Bilateral and multilateral defense cooperation enables a rapid and flexible implementation of NATO’s regional defense plans. Cooperation allows us to operate with flexibility and agility in all security situations. Regional cooperation is aimed at strengthening the deterrence and defense of the Alliance. Historically, of course, the Nordic countries have been an important reference group for Finland, as the geography, threats, risks and vulnerabilities are quite similar across the Nordic nations. But our defense cooperation with the United States is deepening, and Finland also actively participates in the UK-led JEF activities.

However, defending Finland is not just the role of the military, but rather a whole of society effort. The Finnish concept of comprehensive security is based on the coordinated use of all the assets of the society in a crisis situation, emphasized as the collective responsibility of the whole state and society. In a complex environment, many kinds of actions are needed to mitigate large-scale security risks. Finland’s strength has always resided in cooperation between the public sector, authorities, companies and communities.

Defense capability is a vital part of that preparedness.

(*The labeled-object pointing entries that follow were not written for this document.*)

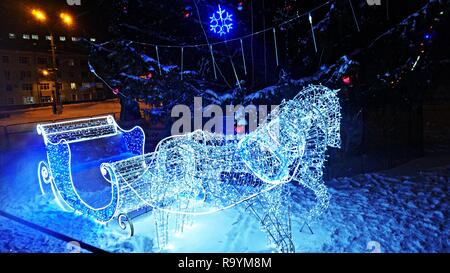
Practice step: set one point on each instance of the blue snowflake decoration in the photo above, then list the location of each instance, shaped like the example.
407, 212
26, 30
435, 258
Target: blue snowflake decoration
221, 22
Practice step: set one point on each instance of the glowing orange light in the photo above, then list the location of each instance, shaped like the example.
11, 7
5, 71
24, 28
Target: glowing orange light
66, 18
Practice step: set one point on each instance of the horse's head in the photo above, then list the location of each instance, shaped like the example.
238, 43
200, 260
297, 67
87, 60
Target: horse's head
323, 104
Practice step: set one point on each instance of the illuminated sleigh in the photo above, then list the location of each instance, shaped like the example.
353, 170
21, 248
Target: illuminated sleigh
62, 138
201, 173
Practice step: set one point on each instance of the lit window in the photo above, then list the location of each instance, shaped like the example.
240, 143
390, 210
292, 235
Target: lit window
23, 60
27, 87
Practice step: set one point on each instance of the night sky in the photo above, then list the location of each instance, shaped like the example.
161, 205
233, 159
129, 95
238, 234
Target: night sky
14, 16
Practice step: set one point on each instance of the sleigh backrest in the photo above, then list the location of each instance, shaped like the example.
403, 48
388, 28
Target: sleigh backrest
78, 130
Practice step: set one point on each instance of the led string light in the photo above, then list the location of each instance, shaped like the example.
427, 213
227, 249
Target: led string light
200, 173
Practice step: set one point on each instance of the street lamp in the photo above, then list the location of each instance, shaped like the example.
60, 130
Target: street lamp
67, 20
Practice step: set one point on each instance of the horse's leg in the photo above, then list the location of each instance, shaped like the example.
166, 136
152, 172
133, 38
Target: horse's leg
273, 211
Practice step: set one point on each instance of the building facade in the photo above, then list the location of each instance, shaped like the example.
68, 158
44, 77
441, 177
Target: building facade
26, 71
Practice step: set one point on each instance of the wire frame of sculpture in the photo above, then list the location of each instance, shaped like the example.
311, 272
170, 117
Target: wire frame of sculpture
201, 173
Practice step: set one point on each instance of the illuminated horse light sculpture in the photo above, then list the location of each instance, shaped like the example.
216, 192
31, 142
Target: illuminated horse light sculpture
201, 173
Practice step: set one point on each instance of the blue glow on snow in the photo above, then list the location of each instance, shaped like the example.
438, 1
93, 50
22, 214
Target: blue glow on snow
57, 172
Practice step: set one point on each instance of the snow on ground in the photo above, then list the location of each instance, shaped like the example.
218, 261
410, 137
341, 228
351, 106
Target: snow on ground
403, 210
69, 111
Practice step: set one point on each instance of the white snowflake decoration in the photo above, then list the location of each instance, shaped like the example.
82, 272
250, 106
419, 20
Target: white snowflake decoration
221, 22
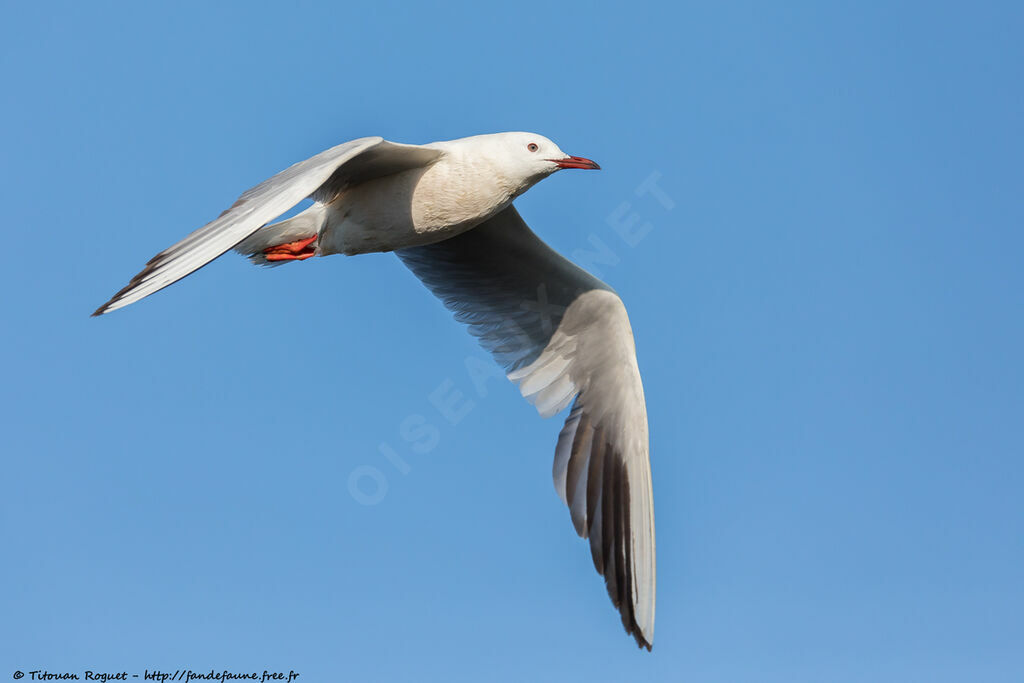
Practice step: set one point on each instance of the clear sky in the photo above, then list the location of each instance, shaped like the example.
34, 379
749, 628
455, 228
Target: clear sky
827, 307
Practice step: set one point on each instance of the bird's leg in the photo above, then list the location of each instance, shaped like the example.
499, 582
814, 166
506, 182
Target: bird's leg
292, 251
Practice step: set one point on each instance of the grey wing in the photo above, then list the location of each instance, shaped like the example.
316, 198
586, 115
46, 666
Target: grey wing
320, 177
564, 335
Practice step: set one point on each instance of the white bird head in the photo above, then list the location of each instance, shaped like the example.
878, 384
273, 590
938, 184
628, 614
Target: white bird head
536, 156
526, 158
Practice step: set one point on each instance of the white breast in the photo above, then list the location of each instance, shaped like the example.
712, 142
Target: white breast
416, 207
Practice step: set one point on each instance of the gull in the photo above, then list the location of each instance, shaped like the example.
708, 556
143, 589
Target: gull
562, 335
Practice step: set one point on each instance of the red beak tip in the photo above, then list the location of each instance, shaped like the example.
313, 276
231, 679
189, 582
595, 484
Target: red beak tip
577, 162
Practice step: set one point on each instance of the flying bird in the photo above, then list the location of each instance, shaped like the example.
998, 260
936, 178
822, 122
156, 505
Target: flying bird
562, 335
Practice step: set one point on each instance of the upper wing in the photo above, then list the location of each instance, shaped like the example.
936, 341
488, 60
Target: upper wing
321, 176
561, 334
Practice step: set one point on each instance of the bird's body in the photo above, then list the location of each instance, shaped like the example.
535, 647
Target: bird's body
416, 207
563, 336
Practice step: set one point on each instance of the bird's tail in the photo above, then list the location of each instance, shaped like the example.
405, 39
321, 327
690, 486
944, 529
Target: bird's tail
297, 228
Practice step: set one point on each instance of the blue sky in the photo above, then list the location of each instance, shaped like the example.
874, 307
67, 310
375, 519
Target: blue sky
828, 322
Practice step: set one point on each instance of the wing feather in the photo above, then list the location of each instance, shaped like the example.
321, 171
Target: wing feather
562, 334
321, 176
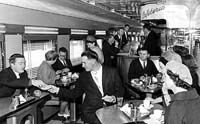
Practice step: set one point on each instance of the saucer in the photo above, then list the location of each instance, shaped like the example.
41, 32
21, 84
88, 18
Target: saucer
150, 106
155, 117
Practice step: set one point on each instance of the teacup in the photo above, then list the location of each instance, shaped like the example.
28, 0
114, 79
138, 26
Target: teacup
147, 103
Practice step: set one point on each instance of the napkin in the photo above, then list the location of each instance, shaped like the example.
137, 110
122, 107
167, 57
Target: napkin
21, 99
126, 109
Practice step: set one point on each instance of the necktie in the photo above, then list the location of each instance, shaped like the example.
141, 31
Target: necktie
64, 62
98, 83
144, 65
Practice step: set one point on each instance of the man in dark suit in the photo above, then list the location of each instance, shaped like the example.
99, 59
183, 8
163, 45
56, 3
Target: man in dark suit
14, 77
125, 36
100, 84
141, 66
62, 63
152, 42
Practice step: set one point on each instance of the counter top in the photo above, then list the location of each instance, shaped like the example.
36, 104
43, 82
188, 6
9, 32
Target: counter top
5, 103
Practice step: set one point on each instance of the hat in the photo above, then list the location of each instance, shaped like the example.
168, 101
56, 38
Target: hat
181, 70
99, 52
90, 39
171, 55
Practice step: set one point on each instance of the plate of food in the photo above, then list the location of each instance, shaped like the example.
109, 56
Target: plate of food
136, 82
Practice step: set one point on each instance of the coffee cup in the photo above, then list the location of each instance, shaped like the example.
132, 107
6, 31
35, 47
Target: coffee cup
157, 114
146, 103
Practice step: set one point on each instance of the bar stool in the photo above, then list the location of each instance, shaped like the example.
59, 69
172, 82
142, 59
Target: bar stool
25, 114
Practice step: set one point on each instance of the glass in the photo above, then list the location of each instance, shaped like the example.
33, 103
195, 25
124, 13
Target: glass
119, 101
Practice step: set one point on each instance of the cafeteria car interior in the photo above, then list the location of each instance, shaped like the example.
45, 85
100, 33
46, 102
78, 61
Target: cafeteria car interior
34, 27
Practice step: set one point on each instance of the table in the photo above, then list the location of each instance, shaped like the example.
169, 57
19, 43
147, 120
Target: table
146, 90
31, 107
113, 115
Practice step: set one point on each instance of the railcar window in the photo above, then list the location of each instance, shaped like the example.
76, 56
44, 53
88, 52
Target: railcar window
1, 55
34, 52
76, 48
100, 42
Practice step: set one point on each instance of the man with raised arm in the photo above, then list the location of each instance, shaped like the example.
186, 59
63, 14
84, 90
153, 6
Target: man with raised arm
100, 84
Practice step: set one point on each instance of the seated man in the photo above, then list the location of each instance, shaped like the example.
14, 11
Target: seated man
100, 84
141, 66
15, 76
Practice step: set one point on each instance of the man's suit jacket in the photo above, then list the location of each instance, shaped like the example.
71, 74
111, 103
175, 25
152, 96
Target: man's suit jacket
152, 44
58, 65
111, 83
9, 82
117, 38
136, 70
125, 39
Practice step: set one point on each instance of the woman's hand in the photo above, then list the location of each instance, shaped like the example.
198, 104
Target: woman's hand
109, 98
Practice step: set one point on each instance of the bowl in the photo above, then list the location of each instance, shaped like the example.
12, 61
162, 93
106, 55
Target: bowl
152, 86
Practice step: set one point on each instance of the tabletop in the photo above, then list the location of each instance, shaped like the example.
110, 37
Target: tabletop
5, 104
148, 90
113, 115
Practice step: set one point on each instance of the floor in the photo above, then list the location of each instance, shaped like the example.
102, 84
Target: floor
58, 120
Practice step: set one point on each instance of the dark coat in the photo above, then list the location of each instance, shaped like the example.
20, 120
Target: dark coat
152, 44
125, 39
184, 108
58, 65
136, 70
9, 82
111, 83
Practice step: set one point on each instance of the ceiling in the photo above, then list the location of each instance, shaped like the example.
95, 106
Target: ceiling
131, 8
127, 8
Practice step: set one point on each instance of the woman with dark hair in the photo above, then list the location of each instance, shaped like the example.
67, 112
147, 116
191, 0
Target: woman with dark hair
45, 71
184, 105
92, 45
191, 63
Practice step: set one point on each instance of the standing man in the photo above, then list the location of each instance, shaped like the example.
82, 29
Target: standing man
110, 52
118, 37
15, 76
100, 84
125, 37
142, 65
62, 63
152, 42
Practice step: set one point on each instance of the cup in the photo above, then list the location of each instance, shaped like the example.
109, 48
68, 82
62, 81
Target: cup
37, 93
119, 101
146, 103
157, 114
69, 74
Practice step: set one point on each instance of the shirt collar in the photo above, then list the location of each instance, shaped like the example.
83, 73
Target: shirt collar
97, 71
142, 61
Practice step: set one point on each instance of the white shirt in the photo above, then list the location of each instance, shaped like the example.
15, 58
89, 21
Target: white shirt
17, 75
97, 76
63, 62
142, 63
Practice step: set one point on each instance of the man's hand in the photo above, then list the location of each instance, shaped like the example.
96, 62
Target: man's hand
109, 99
37, 83
53, 89
65, 70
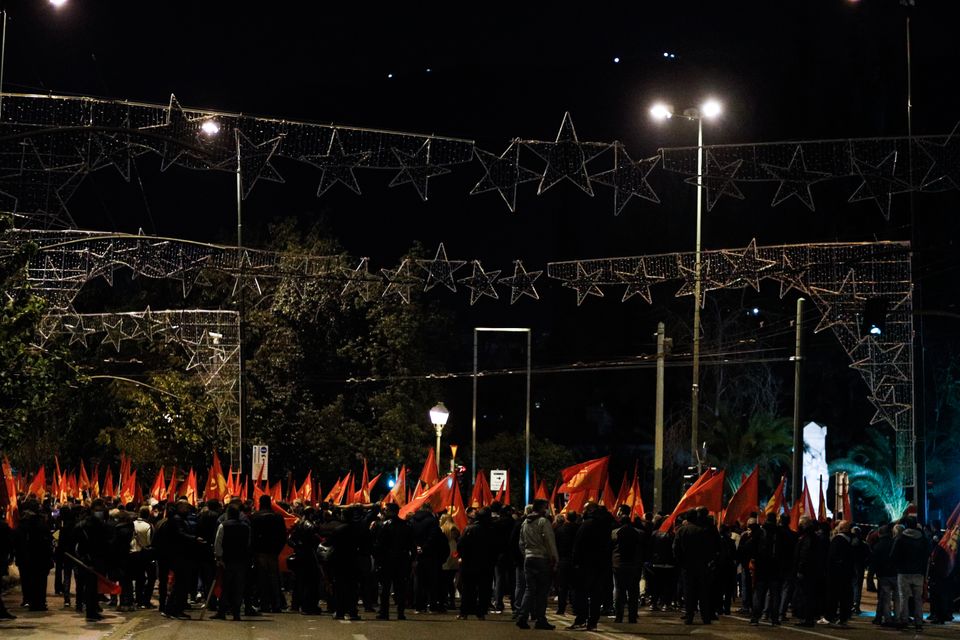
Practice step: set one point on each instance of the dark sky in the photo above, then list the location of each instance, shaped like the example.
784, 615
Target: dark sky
784, 71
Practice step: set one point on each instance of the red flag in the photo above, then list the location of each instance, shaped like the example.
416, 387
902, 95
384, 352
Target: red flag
456, 509
481, 495
84, 480
744, 501
822, 507
439, 497
778, 500
159, 484
38, 487
588, 475
306, 489
108, 489
704, 493
365, 480
429, 475
172, 488
128, 490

Logically, the aim is to ensure that resources and assets of society can be allocated to defense needs, if necessary. Industrial and service establishments are prepared to manage the manufacturing of goods critical to defense. Even in peacetime, the Finnish Defence Forces have a close partnership with several companies representing different types of business, which serve to ensure and strengthen our national security of supply. We also pursue close cooperation with the industrial sector to be able to take advantage of new and innovative technologies for defense needs.

The security situation in the world is uncertain and complex, and no improvement for this state of affairs is in sight in the near future. In all situations, we Finns will always have the main responsibility for defending our country. The national defense will of our citizens is at its highest during the history of the survey — 79 percent are willing to defend Finland, even if the outcome were to be uncertain. And 90 percent of Finnish citizens support our NATO membership.

This will and determination provides a good starting point for keeping the Northern dimension of NATO secure. At the same time, Finland is committed to tackling threats and challenges from any direction as part of the Alliance. Finland is a constructive, reliable and capable member of the Alliance and engages its Allies with a strong, active approach to security.

Gen. Janne Jaakkola is the Commander of the Finnish Defense Forces, having taken office in April of this year.